Adam Baker is a husband, father, blogger, and traveler. In 2008, after the birth of his daughter, Baker and his wife Courtney made a decision to sell everything they own, pay off their consumer debt, and spend a year traveling abroad with their new daughter. They provide a transparent view of their finances, possessions and journey in hopes that it will empower and inspire others who find themselves on similar paths.
What are you working on right now?
I’m primarily working on growing the thriving community over at Man Vs. Debt. I’m also the co-founder of Only72.com — which packages bundles of digital products together for short-term 90% off sales. Lastly, I consult entrepreneurs, small businesses and corporate social media on how to leverage social platforms to build momentum for their projects.
3 trends that excite you?
The insanely low cost of starting and spreading a great idea.
The digital publishing revolution.
The indexing of video for search engines.
How do you bring ideas to life?
Depends on the idea. The basics are:
Explore the why.
Create a hook. What’s the “Twitter pitch.” The big idea in 140 characters or less.
Find the networks and channels that can provide the most momentum in the least amount of time.
Give a crap about your customers/readers/adopters/followers/users.
For Man Vs. Debt, this was a long process for me, but each time I do it — I become faster. 🙂
What inspires you?
Other like-minded people. Other entrepreneurs who are passionate about something — anything — as it’s infectious to be around.
In fact, I’ll broaden that to include most forms of passionate creativity. When you can feel the passion in a creative work (movie, music, book, business) — *that* inspires me.
What is one mistake you’ve made, and what did you learn from it?
I created a community first and when I went to monetize it — I got scared. The problem wasn’t the fact that a free community came first — it was the fact that I wasn’t confident enough in myself to understand my ideas, services, and thoughts were valuable to people.
So, my biggest mistake was not realizing how valuable I was. The longer I play this game, the more I learn what my strengths (and weaknesses) really are — and the more confident I become in how I can pass value through to others.
What is one business idea that you’re willing to give away to our readers?
Every month I share a breakdown of my income and expenses in my business. Most intimately, this shows to any readers (who are interested) the ins and outs of creating and offering digital products for sale. I’ve shared big successes I’ve had with product launches and income generation – as well as large flops I’ve had and what mistakes I made.
I’ve found that the best way to give advice to someone is simply to open up about what *you* do.

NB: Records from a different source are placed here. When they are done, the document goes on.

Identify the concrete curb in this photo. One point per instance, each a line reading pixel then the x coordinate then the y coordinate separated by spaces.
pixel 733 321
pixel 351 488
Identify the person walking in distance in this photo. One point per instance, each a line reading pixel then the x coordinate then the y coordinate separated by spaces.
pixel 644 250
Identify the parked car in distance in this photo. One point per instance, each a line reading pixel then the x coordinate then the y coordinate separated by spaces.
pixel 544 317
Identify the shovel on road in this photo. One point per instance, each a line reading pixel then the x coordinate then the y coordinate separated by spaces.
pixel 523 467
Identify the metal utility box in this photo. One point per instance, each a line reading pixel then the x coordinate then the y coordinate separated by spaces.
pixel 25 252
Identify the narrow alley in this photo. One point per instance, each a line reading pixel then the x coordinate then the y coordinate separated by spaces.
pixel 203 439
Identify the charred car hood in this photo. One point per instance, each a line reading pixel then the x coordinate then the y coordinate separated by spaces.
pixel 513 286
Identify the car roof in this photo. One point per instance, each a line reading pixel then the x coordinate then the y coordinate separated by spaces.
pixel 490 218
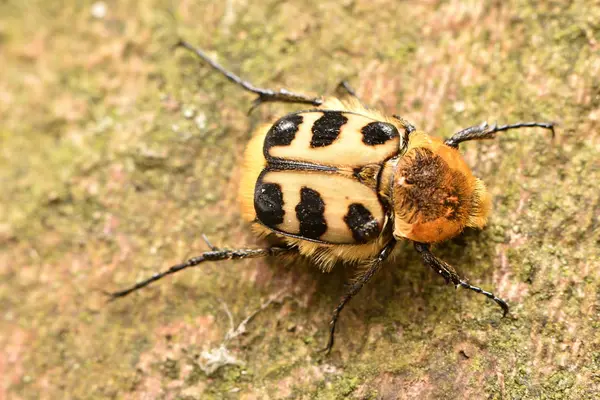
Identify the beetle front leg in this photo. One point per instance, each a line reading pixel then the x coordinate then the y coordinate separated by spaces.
pixel 355 288
pixel 484 131
pixel 263 95
pixel 450 275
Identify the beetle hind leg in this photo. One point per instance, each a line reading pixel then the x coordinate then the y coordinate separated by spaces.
pixel 215 254
pixel 450 275
pixel 263 95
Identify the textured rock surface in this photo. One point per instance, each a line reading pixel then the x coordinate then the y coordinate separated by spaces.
pixel 116 154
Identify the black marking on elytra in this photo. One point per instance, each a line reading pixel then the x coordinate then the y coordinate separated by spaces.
pixel 327 128
pixel 378 132
pixel 310 213
pixel 281 164
pixel 361 222
pixel 283 132
pixel 268 203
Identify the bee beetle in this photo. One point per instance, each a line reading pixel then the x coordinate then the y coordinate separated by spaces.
pixel 343 182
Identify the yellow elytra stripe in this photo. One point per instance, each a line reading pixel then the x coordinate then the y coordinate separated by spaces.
pixel 346 151
pixel 337 192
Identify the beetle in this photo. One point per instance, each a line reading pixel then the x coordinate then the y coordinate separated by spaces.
pixel 339 181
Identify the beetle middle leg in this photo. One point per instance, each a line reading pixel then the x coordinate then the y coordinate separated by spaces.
pixel 484 131
pixel 263 95
pixel 450 275
pixel 355 288
pixel 215 254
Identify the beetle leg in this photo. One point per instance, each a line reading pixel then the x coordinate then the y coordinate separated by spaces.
pixel 484 131
pixel 213 255
pixel 450 275
pixel 355 288
pixel 263 95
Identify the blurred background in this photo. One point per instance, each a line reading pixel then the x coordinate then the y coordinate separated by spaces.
pixel 117 153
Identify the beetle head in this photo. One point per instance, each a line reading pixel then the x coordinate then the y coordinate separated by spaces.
pixel 435 194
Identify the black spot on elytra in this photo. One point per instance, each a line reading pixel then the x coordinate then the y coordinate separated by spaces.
pixel 283 132
pixel 327 128
pixel 268 203
pixel 361 222
pixel 310 213
pixel 376 133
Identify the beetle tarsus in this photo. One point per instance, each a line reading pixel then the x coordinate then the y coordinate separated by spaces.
pixel 450 275
pixel 484 131
pixel 263 95
pixel 213 255
pixel 354 289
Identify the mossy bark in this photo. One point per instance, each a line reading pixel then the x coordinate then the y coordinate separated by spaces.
pixel 117 153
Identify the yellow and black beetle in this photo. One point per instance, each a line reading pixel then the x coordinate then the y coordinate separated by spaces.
pixel 343 182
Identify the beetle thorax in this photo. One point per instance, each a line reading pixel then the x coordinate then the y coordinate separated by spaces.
pixel 434 193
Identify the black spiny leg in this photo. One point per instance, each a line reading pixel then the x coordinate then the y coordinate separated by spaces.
pixel 484 131
pixel 450 275
pixel 213 255
pixel 264 95
pixel 355 288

What is one book and one tool that helps you bring ideas to life?
Well, if I had to pick one “book” — I’d pick “The Art of Non-Conformity” by Chris Guillebeau. It’s a book now, but even more important than the book — to my particular growth — was Chris’ website, free eBooks, and digital products. No single source or person has affected me even close to what Chris’ work has — it’s literally changed my life.
In terms of a “tool,” I’d have to go with WordPress first. WordPress makes most of what I do insanely easy when it comes to online publishing. A close second may be Skype — which I use to stay in contact with family while traveling, meet with business partners across the world, and consult clients and businesses from anywhere with an internet connection.
Who would you love to see interviewed on IdeaMensch?
Ramit Sethi, Danielle LaPorte, Laura Roeder, Gretchen Rubin, Glen Stansberry, Jonathan Fields, Pam Slim, Charlie Gilkey, Johnny B. Truant, Everett Bogue, Corbett Barr, Karol Gajda, Naomi Dunford, Dave Navarro, and Glen Allsop … to name a few.
What inspired you to sell your belongings and hit the road?
The single moment was the birth of our daughter, Milligan. Up until that point, we had essentially lived life adrift a standard, fixed life path that we were pushed towards. We were both working towards traditional careers, with traditional goals, and a traditional pattern of bad financial habits.
When we brought Milligan home we finally had the clarity to look at our life and ask ourselves it if lined up with our values. We found it didn’t — and in that moment we decided that we needed to change … fast.
It took us a year to pay down our debt, sell our crap, and learn enough as first time parents to feel confident to start traveling, but when the time came — we were ready.
How do you recommend people go about gaining independence from their belongings and debts?
The first step is realizing that the far majority of our belongings and our finances (especially debt) is a burden. It’s a barrier to freedom.
We’ve been sold so long and so hard on debt as a financial tool. We’ve been sold that debt enables us MORE freedom — that a savvy financial person will leverage as much as possible. It’s simply not true — and it blows up in the face of so many people.
It turns out that the less we had in our lives, the more secure we felt. It was opposite of what everyone preaches.
So I would preach that the first step is simply awareness. Awareness that we really need very little and that any resources we allocated to possessions and debt above what we need is a resource that could have gone to building more freedom in our lives.